How do I do voice clip anonymization?

Hey guys. Here are the details. I’m helping a friend with his project and he needs to anonymize a few interviews. I asked at about a program that could do such a thing and they directed me here. Now, the thing is that this anonymization must be secure and irreversible (its a sociology experiment and the personal information of the participants must be kept strictly confidential). Is this possible? A great help woud be if there are any research papers out there on voice anonymization that could be used as citations for the process.

Probably the easiest and safest way would be to replace the original voice with someone else speaking the words and inform the audience about it.

Just try some pitch or frequency shifting

Here’s a few plugins that might help you out:

Depending on security needed, I strongly recommend you follow up on your thought of finding papers on the topic.
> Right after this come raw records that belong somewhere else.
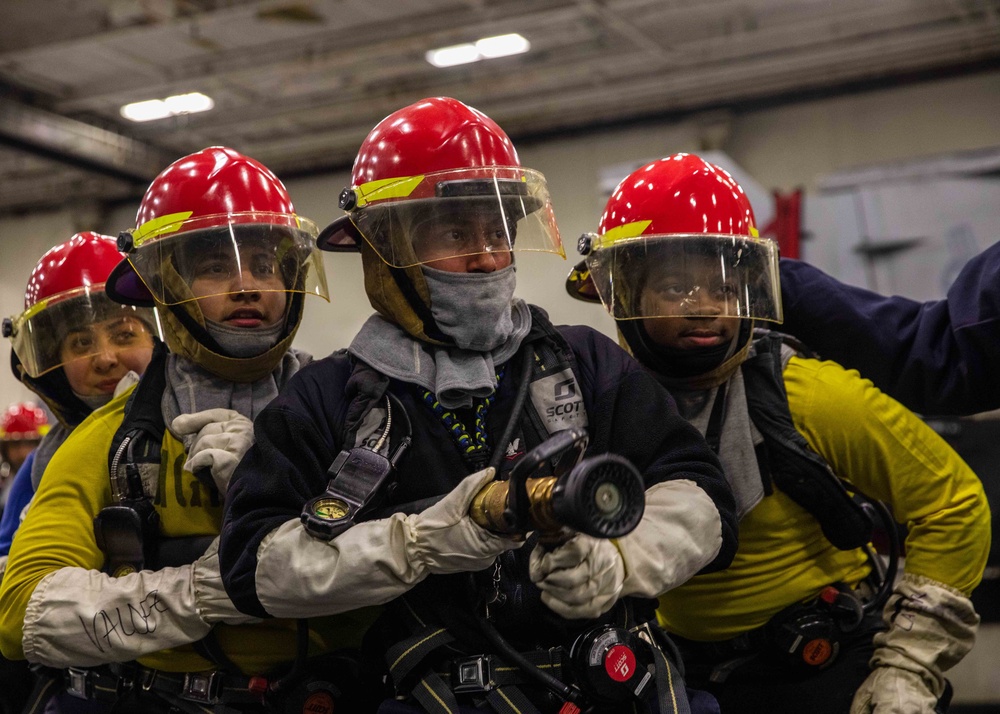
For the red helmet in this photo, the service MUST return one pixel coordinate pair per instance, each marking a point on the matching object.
(190, 210)
(429, 165)
(23, 422)
(683, 228)
(65, 295)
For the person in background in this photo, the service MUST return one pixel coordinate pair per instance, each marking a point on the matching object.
(438, 203)
(936, 357)
(22, 427)
(73, 347)
(114, 572)
(794, 622)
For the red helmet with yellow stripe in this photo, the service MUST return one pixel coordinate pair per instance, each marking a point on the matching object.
(65, 297)
(214, 202)
(674, 232)
(428, 173)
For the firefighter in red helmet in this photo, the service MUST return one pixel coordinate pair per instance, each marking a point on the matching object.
(128, 516)
(445, 389)
(21, 428)
(797, 622)
(74, 348)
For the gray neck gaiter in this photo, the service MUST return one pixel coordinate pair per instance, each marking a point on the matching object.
(241, 342)
(94, 402)
(474, 309)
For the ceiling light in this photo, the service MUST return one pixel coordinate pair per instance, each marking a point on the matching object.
(486, 48)
(151, 109)
(502, 46)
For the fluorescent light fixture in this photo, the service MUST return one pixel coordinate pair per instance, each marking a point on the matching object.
(486, 48)
(152, 109)
(502, 46)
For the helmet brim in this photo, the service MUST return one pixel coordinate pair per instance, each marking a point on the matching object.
(580, 285)
(126, 287)
(341, 236)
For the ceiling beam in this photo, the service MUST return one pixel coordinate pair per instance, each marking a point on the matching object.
(79, 144)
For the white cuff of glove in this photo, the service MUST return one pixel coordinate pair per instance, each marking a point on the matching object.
(581, 578)
(374, 561)
(679, 534)
(215, 439)
(931, 628)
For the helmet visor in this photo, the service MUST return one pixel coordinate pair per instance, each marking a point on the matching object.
(79, 324)
(238, 253)
(694, 275)
(451, 214)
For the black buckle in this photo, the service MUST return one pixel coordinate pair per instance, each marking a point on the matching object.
(78, 683)
(201, 687)
(472, 675)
Ardour with plugins can certainly do a type of masking and for the most part you can make it fairly irreversible, but I would want to be certain of the privacy implications before I started on such a project, and that is a topic I know nothing about so would want to research. If you do find some good reading on the topic, can you post it back here for others to read?


Hi and thaks for the replies. He can’t replace the original data, although they usually work from transcripts.
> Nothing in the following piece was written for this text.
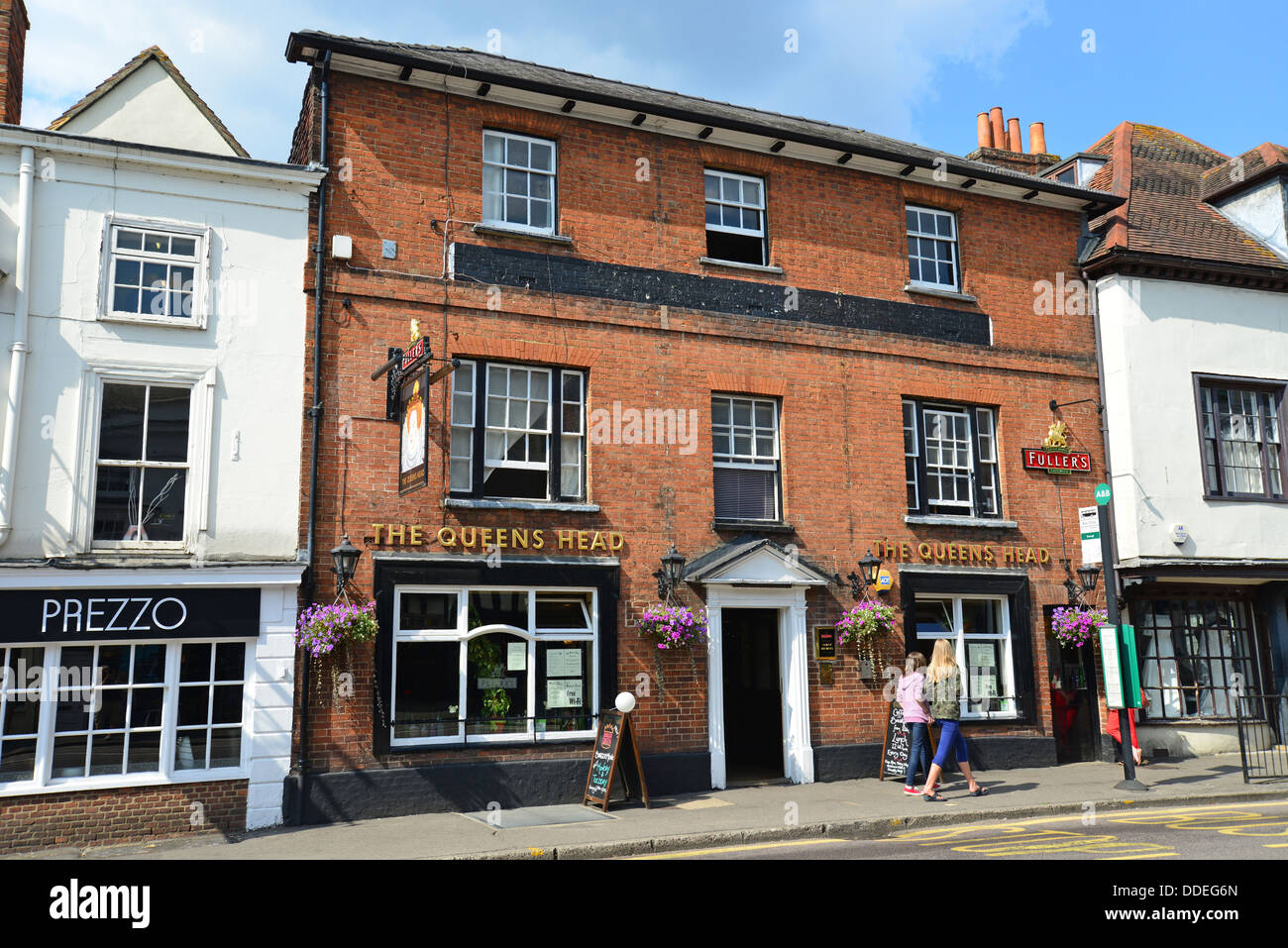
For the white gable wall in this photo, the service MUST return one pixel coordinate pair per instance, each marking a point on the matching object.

I’ve tried searching for papers on voice anonymization and I couldn’t find anything useful. Maybe i’m using the wrong keywords, I don’t know. I really can’t believe that noone does any research on this topic. With voice anonymization used by reporters and in films I kinda thought that there would already be a standardized process.

it really is a question how “secure” your anonymization has to be.

the anonymization in films you are talking about is mostly done with pitch shifting and distortion. depending on your case this is far from secure or already enough.
the pitch-shifting does only change the pitch, so the way a person speaks stays the same. for example pauses or stuttering, strange pronunciation and so on. so with a fair amount of work it can still be possible to find out who the speaker is.
you can make this harder by adding distortion to the voice.
for a really secure way you have to go the way c.l.a. proposed: rerecord the interview with another person or let it be read by a text to speech synthesizer. the only thing that can give any hints then are choice of words and structure of sentences.

i don’t get your first sentence:

“He can’t replace the original data, although they usually work from transcripts.”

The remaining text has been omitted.